Cohesity CEO On AI, Data Protection, Data Insights And Impacts On The Channel
Sanjay Poonen, who joined Cohesity two years ago as CEO, shed light on his company, the value of data and more at this week’s 2024 XChange Best of Breed Conference in Atlanta.
Cohesity was founded to develop technology for protecting and managing data, but more recently has gone beyond that by helping customers find value in their ever-growing stores of data.
Sanjay Poonen, who joined Cohesity two years ago, told a group of solution providers at this week’s 2024 XChange Best of Breed Conference in Atlanta, hosted by CRN parent The Channel Company, that the initial release of the ChatGPT AI platform showed the potential for AI to search all of a company’s data, including hard-to-use backup data, for insights and to turn it into data that could be used for artificial intelligence applications.
“So I went to Microsoft and I asked [CEO] Satya Nadella, a friend of mine for many, many years, if he thought we could apply Open AI in ChatGPT to backup data,” Poonen said. “And he says, ‘Yeah, there's this technology called RAG.’ I had no idea. I went back like a kid in a toy shop and I said let's download every computer science paper on retrieval augmented generation and study it. That's kind of how startups had to work.”

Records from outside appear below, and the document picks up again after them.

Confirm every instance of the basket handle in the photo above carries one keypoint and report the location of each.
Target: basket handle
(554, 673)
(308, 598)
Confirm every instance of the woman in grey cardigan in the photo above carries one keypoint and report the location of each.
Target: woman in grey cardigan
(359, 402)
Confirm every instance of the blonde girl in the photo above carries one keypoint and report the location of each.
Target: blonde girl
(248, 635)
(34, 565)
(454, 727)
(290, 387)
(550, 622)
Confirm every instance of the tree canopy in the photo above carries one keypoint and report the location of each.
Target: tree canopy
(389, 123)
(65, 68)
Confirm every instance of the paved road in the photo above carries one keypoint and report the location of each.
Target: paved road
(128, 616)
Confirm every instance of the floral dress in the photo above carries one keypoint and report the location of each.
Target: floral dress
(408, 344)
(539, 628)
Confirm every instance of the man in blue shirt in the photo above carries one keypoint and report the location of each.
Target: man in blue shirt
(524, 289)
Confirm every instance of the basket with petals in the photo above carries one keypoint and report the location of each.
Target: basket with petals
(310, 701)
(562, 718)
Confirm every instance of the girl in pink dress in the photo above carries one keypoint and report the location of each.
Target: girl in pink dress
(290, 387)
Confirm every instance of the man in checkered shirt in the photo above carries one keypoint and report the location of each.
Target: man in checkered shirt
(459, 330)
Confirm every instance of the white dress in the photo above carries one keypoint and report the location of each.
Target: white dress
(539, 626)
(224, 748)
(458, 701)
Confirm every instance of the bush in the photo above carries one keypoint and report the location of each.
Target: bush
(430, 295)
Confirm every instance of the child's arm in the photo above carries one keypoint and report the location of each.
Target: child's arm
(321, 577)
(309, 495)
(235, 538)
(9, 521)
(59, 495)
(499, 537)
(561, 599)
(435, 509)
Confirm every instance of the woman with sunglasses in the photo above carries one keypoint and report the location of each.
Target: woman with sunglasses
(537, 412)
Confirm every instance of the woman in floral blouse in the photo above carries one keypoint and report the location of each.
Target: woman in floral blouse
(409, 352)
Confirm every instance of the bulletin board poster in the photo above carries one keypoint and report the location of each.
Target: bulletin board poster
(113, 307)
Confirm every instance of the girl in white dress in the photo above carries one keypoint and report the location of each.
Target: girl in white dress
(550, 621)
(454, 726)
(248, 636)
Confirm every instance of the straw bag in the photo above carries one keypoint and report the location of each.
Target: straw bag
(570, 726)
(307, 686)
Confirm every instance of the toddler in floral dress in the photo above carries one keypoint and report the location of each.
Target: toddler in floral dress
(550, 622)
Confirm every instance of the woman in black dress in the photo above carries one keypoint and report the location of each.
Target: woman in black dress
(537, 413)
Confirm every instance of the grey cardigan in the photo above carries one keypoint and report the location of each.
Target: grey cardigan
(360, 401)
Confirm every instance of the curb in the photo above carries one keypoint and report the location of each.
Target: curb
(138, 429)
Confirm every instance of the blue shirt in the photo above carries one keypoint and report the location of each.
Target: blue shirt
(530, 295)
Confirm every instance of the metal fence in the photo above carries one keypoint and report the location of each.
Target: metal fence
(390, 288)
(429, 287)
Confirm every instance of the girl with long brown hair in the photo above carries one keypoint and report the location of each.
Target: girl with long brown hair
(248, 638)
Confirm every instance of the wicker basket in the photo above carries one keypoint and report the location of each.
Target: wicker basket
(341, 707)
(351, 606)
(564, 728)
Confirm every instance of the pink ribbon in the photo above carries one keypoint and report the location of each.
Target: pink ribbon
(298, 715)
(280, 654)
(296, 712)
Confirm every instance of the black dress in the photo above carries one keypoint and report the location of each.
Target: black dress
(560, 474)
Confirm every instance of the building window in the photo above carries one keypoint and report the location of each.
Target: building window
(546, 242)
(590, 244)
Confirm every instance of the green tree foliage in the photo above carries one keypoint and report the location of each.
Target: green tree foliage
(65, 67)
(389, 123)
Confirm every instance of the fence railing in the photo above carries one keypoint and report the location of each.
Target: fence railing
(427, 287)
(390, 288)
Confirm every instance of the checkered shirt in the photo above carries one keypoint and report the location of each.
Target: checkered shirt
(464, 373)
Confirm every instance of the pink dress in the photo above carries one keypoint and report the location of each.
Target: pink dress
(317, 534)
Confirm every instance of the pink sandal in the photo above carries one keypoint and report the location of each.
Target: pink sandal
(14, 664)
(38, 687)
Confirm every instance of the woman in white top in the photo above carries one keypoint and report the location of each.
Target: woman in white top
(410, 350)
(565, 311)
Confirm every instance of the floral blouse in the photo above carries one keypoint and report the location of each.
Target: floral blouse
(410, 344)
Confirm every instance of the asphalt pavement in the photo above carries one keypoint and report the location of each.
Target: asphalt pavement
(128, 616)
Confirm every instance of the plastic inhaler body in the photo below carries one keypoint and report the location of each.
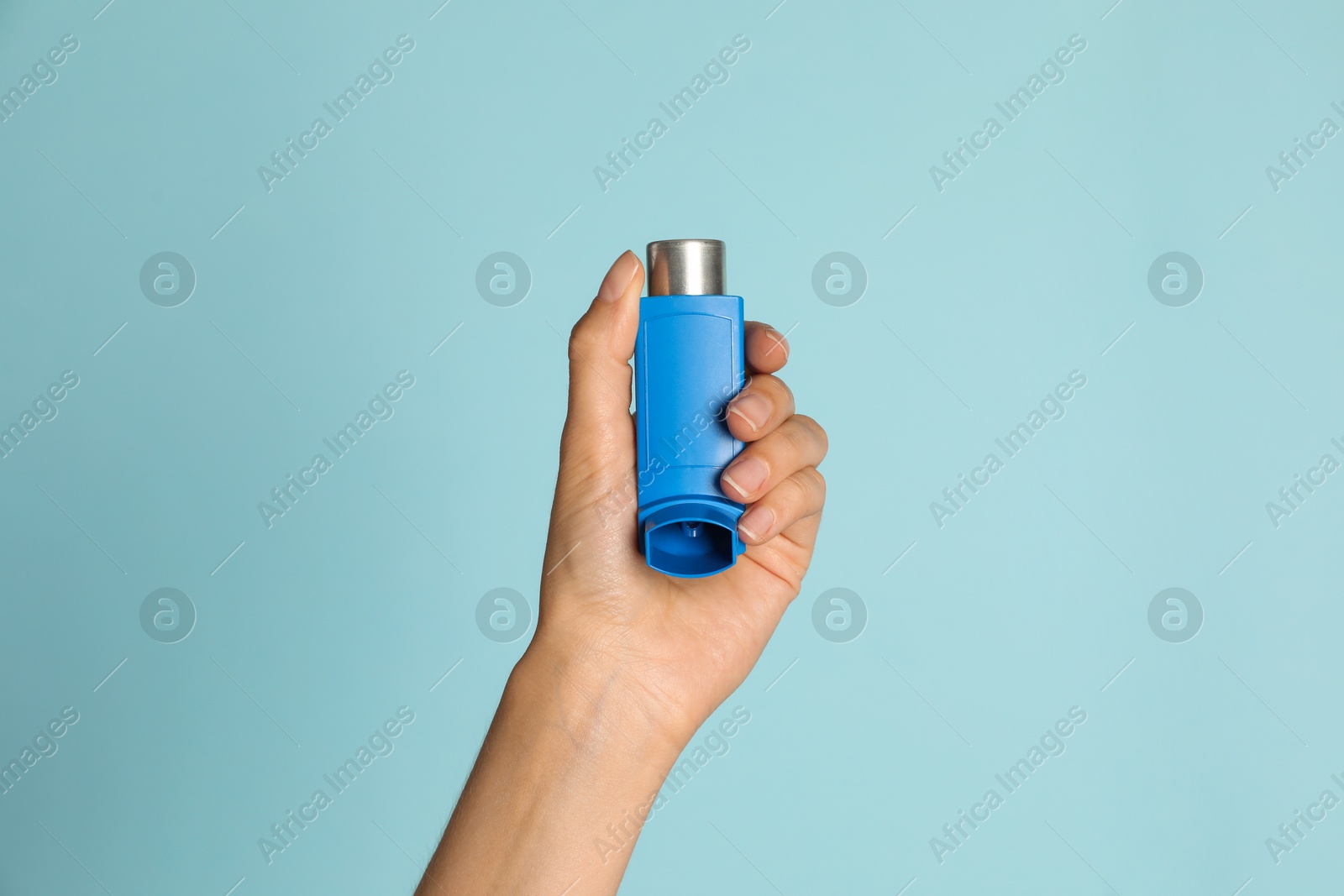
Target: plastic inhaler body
(689, 364)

[Related: Storage 100: The Digital Bridge Between The Cloud And On-Premises Worlds]
That resulted in Cohesity’s Gaia technology for doing AI-powered searches, which Poonen said also led to a relationship with Nvidia, which became an investor in his company.
Poonen also used his conversation with CRN’s Jennifer Follett and Steven Burke to discuss the status of Cohesity’s planned acquisition of Veritas, a much larger data protection and management technology developer. When the deal closes, it will combine the fast growth and innovation of Cohesity with the scale of Veritas.
“The growth rate comes down a bit, but profitability is significantly better,” he said. “At Cohesity, we felt rather than go public, which we could have done on our own, let's bulk up and go from number eight to number one. Number eight combined with number three makes us number one. It puts us in a much more profitable position. We are majority U.S.-driven, but 45 percent-plus of Veritas’ businesses is international, and they’ve got an incredible operation in countries that would take us years to get to.”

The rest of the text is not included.